PARIS: Arrivés à quasi égalité au premier tour des élections législatives, le camp Macron va devoir batailler face à la gauche unie pour conserver la majorité absolue à l'issue d'un premier tour marqué par une abstention record.

Près de deux mois après la réélection d'Emmanuel Macron, la majorité sortante sous l'étiquette Ensemble! a obtenu 25,75% des voix, soit 21.442 voix de plus que la Nupes (LFI, PCF, PS et EELV) rassemblée derrière Jean-Luc Mélenchon (25,66%), sur 23,3 millions de votants.

Les deux camps ont une semaine pour conjurer l'abstention et le désintérêt des Français, qui atteint un nouveau record à 52,49%, dépassant celui de 2017 (51,3%).

Le camp Macron garde toutefois l'avantage dans les projections des 577 sièges de députés, avec une fourchette de 255 à 295 sièges, devant la Nupes (150 à 210), selon les instituts de sondage.

Ensemble! espère conserver la majorité absolue, fixée à 289 députés, ce qui lui permettrait d'éviter de composer avec d'autres groupes pour faire adopter les textes de l'exécutif, à commencer par l'emblématique réforme des retraites qui doit entrer en application dans un an, selon la promesse de M. Macron.

Mais jusqu'où ira le tassement pour la majorité sortante alors qu'en 2017, LREM et Modem avaient raflé plus de 32% au premier tour avant d'obtenir près de 350 députés au second.

"Nous sommes la seule force politique en mesure d'obtenir une majorité forte et claire", a affirmé la Première ministre Elisabeth Borne.

"La majorité est loin d'être acquise (...) C'est un très sérieux avertissement qui est adressé à Emmanuel Macron", a toutefois estimé Brice Teinturier, directeur général délégué d'Ipsos France.

En cas de duel Nupes/RN LREM donnera des consignes de vote «au cas par cas»

La République en marche ne donnera pas de consigne nationale mais "au cas par cas" dans les circonscriptions où s'opposeront des candidats du Rassemblement national et de la coalition mélenchoniste Nupes lors du deuxième tour des législatives, a indiqué le parti présidentiel à l'AFP dimanche.
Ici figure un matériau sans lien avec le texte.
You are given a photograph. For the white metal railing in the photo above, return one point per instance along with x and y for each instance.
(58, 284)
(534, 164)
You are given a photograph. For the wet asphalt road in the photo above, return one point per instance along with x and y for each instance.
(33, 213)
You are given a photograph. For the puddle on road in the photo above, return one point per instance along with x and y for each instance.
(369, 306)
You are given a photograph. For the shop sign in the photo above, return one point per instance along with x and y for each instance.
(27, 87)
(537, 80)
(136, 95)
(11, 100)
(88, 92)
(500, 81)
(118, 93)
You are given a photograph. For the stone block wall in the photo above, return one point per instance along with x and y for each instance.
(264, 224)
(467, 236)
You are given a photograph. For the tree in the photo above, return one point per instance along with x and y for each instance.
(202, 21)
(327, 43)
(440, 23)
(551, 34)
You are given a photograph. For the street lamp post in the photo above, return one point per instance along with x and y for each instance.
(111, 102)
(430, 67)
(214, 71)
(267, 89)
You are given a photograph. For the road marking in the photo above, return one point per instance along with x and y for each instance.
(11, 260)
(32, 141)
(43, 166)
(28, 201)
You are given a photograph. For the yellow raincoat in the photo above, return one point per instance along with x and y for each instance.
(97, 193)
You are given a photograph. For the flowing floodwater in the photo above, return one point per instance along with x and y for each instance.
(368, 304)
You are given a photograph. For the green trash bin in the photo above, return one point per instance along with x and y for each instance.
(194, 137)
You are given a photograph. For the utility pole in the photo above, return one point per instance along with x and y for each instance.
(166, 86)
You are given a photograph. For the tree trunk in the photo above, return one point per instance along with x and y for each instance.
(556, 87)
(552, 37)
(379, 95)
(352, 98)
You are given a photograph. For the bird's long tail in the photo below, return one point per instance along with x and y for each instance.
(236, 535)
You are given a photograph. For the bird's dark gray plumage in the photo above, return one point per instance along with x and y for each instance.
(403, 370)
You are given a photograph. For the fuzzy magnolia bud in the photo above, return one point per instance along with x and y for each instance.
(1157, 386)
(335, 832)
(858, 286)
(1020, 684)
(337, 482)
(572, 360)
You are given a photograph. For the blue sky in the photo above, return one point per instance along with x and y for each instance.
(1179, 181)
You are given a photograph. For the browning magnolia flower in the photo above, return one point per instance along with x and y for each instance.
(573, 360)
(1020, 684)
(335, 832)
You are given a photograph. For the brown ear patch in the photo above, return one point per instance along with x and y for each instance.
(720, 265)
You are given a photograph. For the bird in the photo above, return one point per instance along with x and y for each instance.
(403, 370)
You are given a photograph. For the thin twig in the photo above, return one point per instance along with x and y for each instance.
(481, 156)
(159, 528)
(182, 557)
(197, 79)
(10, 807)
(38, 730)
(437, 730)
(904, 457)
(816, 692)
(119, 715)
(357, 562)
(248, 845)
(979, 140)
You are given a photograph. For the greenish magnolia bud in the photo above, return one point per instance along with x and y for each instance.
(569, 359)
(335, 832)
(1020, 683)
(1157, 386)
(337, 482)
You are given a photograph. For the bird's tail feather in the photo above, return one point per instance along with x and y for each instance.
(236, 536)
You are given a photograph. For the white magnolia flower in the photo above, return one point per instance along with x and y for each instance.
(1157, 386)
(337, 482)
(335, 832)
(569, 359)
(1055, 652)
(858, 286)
"C'est le Front Républicain, contre les extrêmes", a expliqué le parti présidentiel, en faisant valoir que "certains candidats de la Nupes sont extrêmes: ce sera en fonction de la personnalité de la Nupes qui est qualifiée, notamment si c'est quelqu'un qui a les valeurs de la République". "Mais nous ne soutiendrons aucun candidat RN", a ajouté LREM.

Mélenchon appelle au déferlement

Symbole des difficultés de la macronie, deux ex-ministres, Jean-Michel Blanquer et Emmanuelle Wargon, ont été éliminés dès le premier tour. La ministre de la Transition écologique et de la Cohésion des territoires Amélie de Montchalin est en ballottage défavorable dans sa circonscription de l'Essonne, tout comme le ministre des Affaires européennes Clément Beaune à Paris.

Elisabeth Borne est, elle, en meilleure posture dans le Calvados avec 34,32% devant la Nupes (24,53%).

En cas de défaite pour l'un des quinze ministres engagés, la démission sera inéluctable conformément à une règle non écrite mais déjà appliquée en 2017 par M. Macron.

"La vérité est que le parti présidentiel est battu et défait", a lancé l'Insoumis Jean-Luc Mélenchon, qui a appelé le "peuple" à "déferler dimanche prochain" dans les isoloirs.

L'enjeu est de tenter de trouver les réserves de voix suffisantes pour envoyer, comme il le souhaite, le leader insoumis à Matignon et tenter d'imposer à M. Macron un gouvernement de cohabitation, comme la gauche plurielle y était parvenue en 1997 avec Lionel Jospin.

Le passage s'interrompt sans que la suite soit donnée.